Por: Raphael Rocha Lopes | 5 anos atrás

É muito comum ouvirmos falar de cursos de oratória. Há sempre a natural e louvável preocupação de sabermos nos comunicar, nos manifestar, de falarmos de forma que possamos ser mais bem compreendidos, com uma boa locução e bons modos de expressão. E, na dúvida, de aprendermos tudo isso através de aulas ou seminários.

E nesse mundo de abominável fast food (não só por estar em inglês, mas porque nos tolhe o sagrado tempo da refeição), do qual volta e meia também sou vítima, onde as informações são despejadas vinte e quatro horas por dia, via televisão com duzentos canais, rádios, jornais e a onipresente internet, quase todos estamos cotidianamente com pressa.

Respondemos a tudo e a todos imediatamente ou quase imediatamente, sem sequer ouvirmos adequadamente o nosso interlocutor ou mesmo o nosso próprio cérebro ou consciência. O nosso Grilo Falante anda mudo ultimamente.

Ou seja, precisamos urgentemente de cursos de escutatória. Cursos de oratória já temos aos borbotões. São necessários, agora, de meticulosos cursos de escutatória. Temos que aprender ou reaprender a escutar, a ouvir, a refletir, a calar, a pensar antes de falar, antes de responder, antes de retrucar, antes de discordar, antes de reclamar.

Não estamos no velho oeste dos filmes americanos de caubóis, onde o dedo mais rápido do gatilho servia para garantir a própria sobrevivência. É preciso diminuir a velocidade, parar um pouco, saborear os próprios pensamentos. É necessário realmente entender o que nosso interlocutor quer nos dizer em vez de precipitar as respostas antes de ele terminar de falar. Pressa para que?

Afinal, que mania mais feia é essa que criamos de adivinhar o que os outros estão nos dizendo antes de terminarem de falar o que querem? E isso está contaminando as crianças, os adolescentes e os jovens. Nas salas de aula se percebe isso muito claramente. O que são esses alunos impertinentes que concluem as falas dos professores de forma precipitada normalmente errando o raciocínio? E que simplesmente não sabem o que responder quando são verdadeiramente indagados?

Cursos de escutatória, por favor!

Não quero aqui dizer que temos que ser lerdos. Gente lerda é igualmente irritante.
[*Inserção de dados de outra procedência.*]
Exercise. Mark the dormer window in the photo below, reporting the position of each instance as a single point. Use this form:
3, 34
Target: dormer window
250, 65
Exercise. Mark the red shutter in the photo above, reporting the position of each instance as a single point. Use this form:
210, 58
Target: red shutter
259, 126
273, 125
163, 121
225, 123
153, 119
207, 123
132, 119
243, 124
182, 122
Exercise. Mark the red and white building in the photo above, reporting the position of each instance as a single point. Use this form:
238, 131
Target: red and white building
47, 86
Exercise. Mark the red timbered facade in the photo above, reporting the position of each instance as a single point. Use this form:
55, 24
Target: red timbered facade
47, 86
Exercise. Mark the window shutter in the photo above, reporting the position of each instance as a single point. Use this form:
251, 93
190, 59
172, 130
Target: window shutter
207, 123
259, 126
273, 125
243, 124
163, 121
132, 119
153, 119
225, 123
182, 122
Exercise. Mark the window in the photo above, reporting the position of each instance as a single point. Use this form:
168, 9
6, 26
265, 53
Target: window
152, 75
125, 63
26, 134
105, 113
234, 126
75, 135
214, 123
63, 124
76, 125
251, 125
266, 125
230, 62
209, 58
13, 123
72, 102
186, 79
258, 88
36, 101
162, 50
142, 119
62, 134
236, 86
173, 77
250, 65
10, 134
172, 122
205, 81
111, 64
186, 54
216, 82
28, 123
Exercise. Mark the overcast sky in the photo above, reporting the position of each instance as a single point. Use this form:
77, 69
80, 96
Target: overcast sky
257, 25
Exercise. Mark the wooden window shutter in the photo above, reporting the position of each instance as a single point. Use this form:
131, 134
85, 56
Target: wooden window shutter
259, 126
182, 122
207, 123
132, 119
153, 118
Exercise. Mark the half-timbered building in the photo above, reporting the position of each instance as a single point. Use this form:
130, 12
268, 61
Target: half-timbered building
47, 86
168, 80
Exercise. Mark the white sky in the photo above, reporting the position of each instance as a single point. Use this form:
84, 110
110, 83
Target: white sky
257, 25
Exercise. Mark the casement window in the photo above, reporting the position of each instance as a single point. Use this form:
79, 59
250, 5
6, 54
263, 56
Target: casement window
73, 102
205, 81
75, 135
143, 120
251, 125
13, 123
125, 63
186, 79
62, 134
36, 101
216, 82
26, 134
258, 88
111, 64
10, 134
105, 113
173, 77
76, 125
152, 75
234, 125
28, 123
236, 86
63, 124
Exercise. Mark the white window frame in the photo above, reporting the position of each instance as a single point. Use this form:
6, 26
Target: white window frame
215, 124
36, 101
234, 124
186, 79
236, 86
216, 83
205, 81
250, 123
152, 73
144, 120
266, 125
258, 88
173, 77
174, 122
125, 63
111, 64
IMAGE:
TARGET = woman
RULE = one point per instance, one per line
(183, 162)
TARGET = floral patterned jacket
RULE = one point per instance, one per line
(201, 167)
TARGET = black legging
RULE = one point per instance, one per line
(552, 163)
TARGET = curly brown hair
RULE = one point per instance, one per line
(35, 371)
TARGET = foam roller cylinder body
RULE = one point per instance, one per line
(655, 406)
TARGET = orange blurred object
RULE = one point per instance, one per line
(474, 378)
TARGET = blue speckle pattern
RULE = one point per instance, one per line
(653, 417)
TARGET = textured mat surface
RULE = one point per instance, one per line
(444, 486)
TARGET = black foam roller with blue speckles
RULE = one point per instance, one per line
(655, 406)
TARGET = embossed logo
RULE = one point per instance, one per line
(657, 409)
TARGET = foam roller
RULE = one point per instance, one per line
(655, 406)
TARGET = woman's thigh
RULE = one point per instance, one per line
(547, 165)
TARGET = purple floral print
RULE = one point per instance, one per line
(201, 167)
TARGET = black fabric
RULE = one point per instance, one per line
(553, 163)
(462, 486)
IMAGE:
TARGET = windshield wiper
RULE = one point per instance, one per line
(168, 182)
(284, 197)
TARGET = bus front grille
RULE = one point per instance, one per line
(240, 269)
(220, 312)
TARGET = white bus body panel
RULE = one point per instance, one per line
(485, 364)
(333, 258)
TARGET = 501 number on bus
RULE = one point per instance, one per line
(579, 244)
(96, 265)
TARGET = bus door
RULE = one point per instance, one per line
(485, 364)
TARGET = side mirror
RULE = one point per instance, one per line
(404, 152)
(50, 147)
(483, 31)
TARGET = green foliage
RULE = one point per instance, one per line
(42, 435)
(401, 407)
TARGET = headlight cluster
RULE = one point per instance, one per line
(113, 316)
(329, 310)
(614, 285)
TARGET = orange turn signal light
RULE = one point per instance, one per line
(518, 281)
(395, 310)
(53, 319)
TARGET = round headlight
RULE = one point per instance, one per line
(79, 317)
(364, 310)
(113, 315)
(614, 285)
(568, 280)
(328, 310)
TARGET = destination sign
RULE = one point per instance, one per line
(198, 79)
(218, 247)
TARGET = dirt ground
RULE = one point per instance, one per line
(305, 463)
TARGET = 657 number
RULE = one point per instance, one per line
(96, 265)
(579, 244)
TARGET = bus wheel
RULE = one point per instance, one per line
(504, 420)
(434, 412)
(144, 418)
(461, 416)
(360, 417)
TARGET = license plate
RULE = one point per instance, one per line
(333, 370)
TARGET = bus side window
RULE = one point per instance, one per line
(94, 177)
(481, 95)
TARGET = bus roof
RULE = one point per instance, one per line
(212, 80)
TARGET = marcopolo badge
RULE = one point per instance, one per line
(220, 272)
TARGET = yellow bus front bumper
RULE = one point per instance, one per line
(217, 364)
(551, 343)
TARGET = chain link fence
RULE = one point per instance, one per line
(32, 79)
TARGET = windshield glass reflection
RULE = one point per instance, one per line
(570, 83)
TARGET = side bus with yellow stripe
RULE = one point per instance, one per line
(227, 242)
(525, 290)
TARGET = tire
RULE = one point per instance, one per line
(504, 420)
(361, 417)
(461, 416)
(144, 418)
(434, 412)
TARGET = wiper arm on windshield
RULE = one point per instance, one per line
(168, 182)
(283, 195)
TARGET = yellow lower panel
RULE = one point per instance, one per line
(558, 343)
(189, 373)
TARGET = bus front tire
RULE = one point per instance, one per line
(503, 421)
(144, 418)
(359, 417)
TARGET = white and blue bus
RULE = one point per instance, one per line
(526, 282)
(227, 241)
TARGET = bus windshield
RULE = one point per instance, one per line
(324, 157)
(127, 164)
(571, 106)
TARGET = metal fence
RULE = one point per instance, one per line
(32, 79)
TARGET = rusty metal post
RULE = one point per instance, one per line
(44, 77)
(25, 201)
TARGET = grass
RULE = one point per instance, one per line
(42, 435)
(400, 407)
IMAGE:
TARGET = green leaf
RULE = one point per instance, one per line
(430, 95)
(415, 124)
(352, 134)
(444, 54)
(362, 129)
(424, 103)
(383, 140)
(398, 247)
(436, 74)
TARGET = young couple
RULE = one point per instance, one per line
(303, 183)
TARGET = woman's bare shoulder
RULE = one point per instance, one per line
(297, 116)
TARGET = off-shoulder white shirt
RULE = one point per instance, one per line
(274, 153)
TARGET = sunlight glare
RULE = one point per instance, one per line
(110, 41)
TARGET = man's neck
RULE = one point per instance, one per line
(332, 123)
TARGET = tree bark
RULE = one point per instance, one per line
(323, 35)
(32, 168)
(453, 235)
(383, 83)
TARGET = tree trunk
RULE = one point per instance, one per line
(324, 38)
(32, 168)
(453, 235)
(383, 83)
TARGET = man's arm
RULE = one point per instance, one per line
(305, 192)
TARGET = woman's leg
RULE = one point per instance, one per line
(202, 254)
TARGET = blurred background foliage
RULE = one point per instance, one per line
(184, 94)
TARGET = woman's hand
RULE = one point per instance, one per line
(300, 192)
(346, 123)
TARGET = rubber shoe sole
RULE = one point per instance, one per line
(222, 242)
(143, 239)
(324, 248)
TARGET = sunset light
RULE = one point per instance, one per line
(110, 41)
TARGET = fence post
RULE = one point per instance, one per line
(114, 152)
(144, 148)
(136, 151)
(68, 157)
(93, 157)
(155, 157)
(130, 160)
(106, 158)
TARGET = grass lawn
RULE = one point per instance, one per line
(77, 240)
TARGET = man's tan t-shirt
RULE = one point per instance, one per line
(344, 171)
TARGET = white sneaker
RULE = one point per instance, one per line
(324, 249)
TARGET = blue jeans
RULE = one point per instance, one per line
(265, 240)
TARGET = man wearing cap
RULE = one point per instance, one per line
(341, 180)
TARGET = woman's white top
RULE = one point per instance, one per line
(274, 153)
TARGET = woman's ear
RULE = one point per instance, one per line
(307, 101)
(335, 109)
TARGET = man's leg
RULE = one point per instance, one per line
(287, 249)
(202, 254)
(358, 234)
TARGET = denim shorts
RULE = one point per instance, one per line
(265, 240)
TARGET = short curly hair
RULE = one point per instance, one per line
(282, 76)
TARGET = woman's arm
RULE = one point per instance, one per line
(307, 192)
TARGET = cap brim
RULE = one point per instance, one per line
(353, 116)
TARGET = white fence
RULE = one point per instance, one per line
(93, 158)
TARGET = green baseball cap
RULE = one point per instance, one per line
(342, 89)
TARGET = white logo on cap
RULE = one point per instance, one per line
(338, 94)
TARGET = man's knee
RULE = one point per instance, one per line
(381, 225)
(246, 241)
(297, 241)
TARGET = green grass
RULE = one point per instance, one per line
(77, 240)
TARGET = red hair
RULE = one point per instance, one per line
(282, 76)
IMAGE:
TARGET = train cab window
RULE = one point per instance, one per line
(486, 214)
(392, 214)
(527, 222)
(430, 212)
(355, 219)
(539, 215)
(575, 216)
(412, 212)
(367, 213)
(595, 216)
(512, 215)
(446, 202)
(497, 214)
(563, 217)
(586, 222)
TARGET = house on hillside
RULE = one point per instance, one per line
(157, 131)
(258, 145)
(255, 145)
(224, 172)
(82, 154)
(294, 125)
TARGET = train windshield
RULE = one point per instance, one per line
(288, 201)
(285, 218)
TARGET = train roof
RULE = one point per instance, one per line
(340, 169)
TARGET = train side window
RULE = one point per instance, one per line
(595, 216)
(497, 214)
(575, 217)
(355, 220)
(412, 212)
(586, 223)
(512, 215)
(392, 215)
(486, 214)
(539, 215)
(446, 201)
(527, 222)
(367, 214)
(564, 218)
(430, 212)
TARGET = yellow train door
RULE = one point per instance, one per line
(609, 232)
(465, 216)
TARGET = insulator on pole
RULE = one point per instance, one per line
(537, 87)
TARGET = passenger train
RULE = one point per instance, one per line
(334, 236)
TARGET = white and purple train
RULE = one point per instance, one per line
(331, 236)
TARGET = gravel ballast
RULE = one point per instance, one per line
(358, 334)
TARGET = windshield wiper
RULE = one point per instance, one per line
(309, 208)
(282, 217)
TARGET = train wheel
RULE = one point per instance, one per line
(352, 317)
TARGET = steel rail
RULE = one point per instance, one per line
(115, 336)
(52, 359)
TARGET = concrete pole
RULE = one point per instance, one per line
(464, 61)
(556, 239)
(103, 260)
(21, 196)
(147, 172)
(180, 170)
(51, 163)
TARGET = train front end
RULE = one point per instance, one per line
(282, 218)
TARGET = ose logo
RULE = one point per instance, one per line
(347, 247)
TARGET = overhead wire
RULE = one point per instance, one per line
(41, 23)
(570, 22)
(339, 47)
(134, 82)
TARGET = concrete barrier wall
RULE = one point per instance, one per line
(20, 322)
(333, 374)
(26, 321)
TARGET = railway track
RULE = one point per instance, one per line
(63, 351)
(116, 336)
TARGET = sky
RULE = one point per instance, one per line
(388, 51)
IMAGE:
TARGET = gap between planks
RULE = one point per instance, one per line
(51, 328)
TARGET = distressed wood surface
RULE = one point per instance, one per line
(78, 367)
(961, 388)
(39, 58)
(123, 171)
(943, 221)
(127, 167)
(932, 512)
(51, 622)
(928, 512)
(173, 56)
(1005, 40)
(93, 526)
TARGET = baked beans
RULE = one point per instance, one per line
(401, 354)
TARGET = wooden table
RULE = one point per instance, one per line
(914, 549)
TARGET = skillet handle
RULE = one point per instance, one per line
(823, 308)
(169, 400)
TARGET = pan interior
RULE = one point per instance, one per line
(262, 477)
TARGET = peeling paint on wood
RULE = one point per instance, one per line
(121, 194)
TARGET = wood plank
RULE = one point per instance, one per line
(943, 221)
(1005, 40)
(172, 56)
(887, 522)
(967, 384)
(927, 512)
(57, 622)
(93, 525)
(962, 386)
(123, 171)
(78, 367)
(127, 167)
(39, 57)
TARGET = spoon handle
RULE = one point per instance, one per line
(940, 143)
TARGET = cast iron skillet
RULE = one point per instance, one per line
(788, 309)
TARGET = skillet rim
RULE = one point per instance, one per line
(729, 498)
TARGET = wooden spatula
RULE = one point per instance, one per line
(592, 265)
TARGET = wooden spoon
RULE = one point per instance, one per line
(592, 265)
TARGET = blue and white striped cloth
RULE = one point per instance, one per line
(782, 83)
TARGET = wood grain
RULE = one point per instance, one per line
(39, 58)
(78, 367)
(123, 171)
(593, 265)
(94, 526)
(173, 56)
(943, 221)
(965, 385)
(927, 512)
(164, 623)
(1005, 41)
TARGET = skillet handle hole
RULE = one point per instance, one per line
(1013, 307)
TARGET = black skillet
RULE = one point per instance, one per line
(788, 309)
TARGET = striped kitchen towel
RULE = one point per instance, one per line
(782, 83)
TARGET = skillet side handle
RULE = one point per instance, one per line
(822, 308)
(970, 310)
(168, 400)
E muito menos que os alunos não questionem! Nosso raciocínio e nosso pensamento têm que ser rápidos. Isso se alcança com leituras, exercícios, palavras cruzadas, sudokus, quebras de rotinas, diversão e ócio. Porém, não significa que não devemos respeitar o que os outros falam. Sim, porque quando precipitamos as respostas, falamos sem pensar ou refletir, estamos simplesmente desrespeitando as pessoas que nos dirigem a palavra e de nós querem alguma resposta coerente e pensada. Até repensada, se for necessário. Ninguém precisa ter respostas instantâneas o tempo todo. Até porque pessoas cheias de certeza, e imediata certeza, sempre me trouxeram preocupação.

Voltando ao velho Ernesto Sabato, lembro que não praticamos mais a arte de contemplar, de passear sem pressa. Pego-me surpreso quando estou de carona no carro dos outros passando pelos lugares que normalmente passo dirigindo. Quantas coisas não vejo. Belas ou feias; comuns ou diferentes; tudo acaba me surpreendendo porque percebo que não consigo enxergar quando estou dirigindo, normalmente estressado com a minha pressa ou com a pressa dos outros.